Daggart le agarró del brazo, tiró de él y con las fuerzas que le quedaban clavó el cuchillo en su abdomen. Una difusa fuente de rojo se mezcló con la espuma blanca del agua. Daggart cogió el tubo y tomó una larga y gratificante bocanada de aire.
Empujó al submarinista y nadó hacia Ana, palpando las paredes a ciegas; estaba mucho más abajo de lo que deseaba. Como un cómico que se diera un batacazo, su mano se coló de pronto por un hueco. Con razón Tingley no había encontrado la abertura: estaba casi en el fondo mismo del estanque.
Ascendió, cogió a Ana de la mano y tiró de ella hacia abajo. Hizo que le agarrara el tobillo con la mano, cerrándole los dedos alrededor del hueso. Al penetrar en el agujero, comenzó a nadar horizontalmente y, usando las paredes afiladas y ásperas para impulsarse, se deslizó por el túnel como una anguila. Movía la pierna libre mientras Ana nadaba tras él, agarrada a su otro pie. Necesitaba oxígeno. Había probado el aire y de pronto quería más. Necesitaba más. Tenía que conseguirlo.

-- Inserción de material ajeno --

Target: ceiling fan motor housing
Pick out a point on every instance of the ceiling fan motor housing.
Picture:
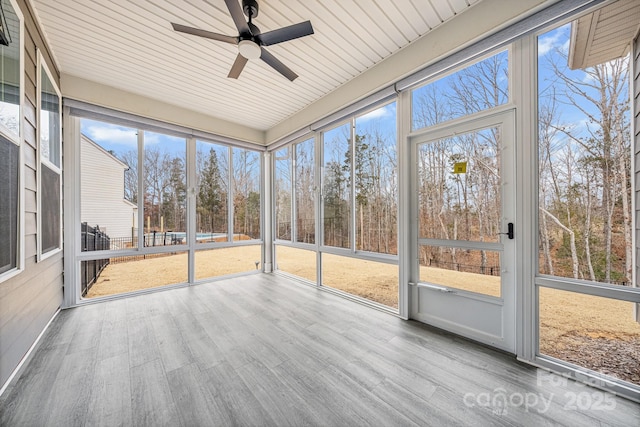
(250, 8)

Su cuerpo chocaba con los lados del túnel y el roce dejó en carne viva la herida de su hombro, deshaciendo todo el bien que habían hecho las tres mujeres mayas. La sangre se mezclaba con el agua y dejaba una fina y vaporosa estela de rojo a su paso. Pero el dolor del hombro no era nada comparado con la tensión de su pecho, con la presión de su cabeza. De pronto sintió un fuerte latido en las sienes, como si todo empezara a girar vertiginosamente a su alrededor. Ana ya apenas parecía agarrarse a él. Si no encontraban pronto una salida, morirían. Era así de sencillo. Sus cerebros privados de oxígenos les engañarían impulsándoles a respirar. Abrirían la boca y tragarían montones de agua; sus pulmones se llenarían instantáneamente. Lucharían por encontrar una salida, pero naturalmente no habría ninguna.
Era un modo horrible de morir.
Daggart siguió tirando de ambos por el túnel cada vez más angosto; avanzaba con brazadas furiosas por aquel laberinto subterráneo cuyas paredes fueron cerrándose lentamente sobre ellos hasta que le costó deslizar los hombros a través del estrecho conducto. El dolor que florecía en su pecho se extendió por todo su cuerpo.
Intentó agarrar las paredes del túnel para impulsarse y salió con las manos vacías. No había nada a lo que agarrarse, porque de pronto estaban fuera del túnel. Se hallaban de nuevo en aguas abiertas. El aire parecía estar allí mismo. Aunque no se veía luz hacia la que ascender y casi había perdido la noción de lo que era arriba y lo que era abajo, tenían la supervivencia al alcance de la mano. Era sólo cuestión de llegar a la superficie y llenarse los pulmones de oxígeno.
Al empezar a ascender se dio cuenta de que Ana ya no estaba agarrada a su pie. La buscó, pero en medio del agua turbia ni siquiera veía su propia mano delante de la cara. Luchó por recordar cuándo la había sentido por última vez. ¿Había sido hacía un momento, o quizás antes? ¿Cinco segundos o cincuenta? ¿Se había dejado ella llevar por el pánico y había intentado volver nadando por donde habían llegado? ¿Estaba atascada en el túnel o había vuelto al cenote? En cualquiera de los dos casos, Daggart sabía que tenía escasas probabilidades de sobrevivir. En el primer caso, moriría por falta de oxígeno; en el segundo, el Cocodrilo se encargaría de ella.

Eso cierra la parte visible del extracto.